An extensive canal system still remains in Birmingham from the Industrial Revolution. The city has more miles of canal than Venice, though the canals in Birmingham are a less prominent and essential feature due to the larger size of the city and the fact that few of its buildings are accessed by canal. The canals are mainly used today for leisure purposes; canalside regeneration schemes such as Brindleyplace have turned the canals into a tourist attraction.

==Banking, insurance and law==
In 2011, Birmingham's financial and insurance services industry was worth £2.46 billion, the 4th largest in the United Kingdom after London, Edinburgh and Manchester. The city also had the fourth largest number of employees in the financial and insurance sector after London, Leeds and Glasgow, with more than 111,500 people employed in banking, finance and insurance, translating to 23% of all employees.

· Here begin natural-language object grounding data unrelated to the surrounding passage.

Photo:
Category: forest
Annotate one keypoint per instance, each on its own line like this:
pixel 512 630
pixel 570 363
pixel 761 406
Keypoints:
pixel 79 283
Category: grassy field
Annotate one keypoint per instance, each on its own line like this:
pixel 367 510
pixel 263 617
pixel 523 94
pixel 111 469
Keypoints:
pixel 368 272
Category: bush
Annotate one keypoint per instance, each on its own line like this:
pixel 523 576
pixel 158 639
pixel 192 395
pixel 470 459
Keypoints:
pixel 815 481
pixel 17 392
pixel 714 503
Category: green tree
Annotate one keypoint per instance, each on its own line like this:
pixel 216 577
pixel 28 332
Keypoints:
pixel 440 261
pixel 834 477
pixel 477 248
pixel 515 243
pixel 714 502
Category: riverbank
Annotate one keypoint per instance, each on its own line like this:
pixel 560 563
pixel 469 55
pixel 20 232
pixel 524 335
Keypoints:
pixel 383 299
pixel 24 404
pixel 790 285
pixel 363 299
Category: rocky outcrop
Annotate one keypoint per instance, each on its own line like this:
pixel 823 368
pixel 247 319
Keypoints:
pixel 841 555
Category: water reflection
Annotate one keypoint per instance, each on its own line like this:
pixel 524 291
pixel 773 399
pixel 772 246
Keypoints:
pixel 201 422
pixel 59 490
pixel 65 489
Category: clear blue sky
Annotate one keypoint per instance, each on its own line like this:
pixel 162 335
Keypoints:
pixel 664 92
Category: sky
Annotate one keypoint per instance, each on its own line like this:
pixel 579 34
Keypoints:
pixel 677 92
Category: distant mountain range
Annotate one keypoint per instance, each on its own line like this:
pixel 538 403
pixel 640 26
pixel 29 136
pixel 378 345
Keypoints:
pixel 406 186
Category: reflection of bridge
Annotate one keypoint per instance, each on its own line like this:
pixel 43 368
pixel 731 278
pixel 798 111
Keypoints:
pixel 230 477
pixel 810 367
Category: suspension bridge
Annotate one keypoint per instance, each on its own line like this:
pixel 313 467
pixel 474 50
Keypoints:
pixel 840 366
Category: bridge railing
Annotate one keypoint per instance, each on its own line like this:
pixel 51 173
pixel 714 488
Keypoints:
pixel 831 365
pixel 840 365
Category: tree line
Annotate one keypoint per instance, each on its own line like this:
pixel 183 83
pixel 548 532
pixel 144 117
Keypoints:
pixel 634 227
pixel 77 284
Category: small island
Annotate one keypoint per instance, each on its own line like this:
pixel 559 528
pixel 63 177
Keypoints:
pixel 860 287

Birmingham has the two largest sets of barrister's chambers in the country; a local law society; 50 major property firms and one of Europe's largest insurance markets. Two of the UK's largest professional service organisations, PwC and Ernst & Young, have established centres in Birmingham's central business district.

The city attracts over 40% of the UK's total conference trade. Two of Britain's "big four" banks were founded in Birmingham: Lloyds Bank (now Lloyds Banking Group) was established in the city in 1765 and The Midland Bank (now HSBC Bank plc) opened in Union Street, in August 1836.

==Renewable resources==
Birmingham has a large incineration plant, the Tyseley Energy from Waste Plant which produces electricity for the National Grid through the process of burning waste. It was built in 1996 by Veolia.

==Famous brands==
Famous brands from the "city of a thousand trades" include Bird's Custard, Typhoo Tea, the Birmingham Wire Gauge, Brylcreem, Chad Valley Toys, BSA, Bakelite, Cadburys chocolate, HP Sauce, The Elite Performance Sports Company (Epic) and the MG Rover Group; although no Rover cars are set to be produced in the future, with Nanjing Automobile Group to focus on the MG cars.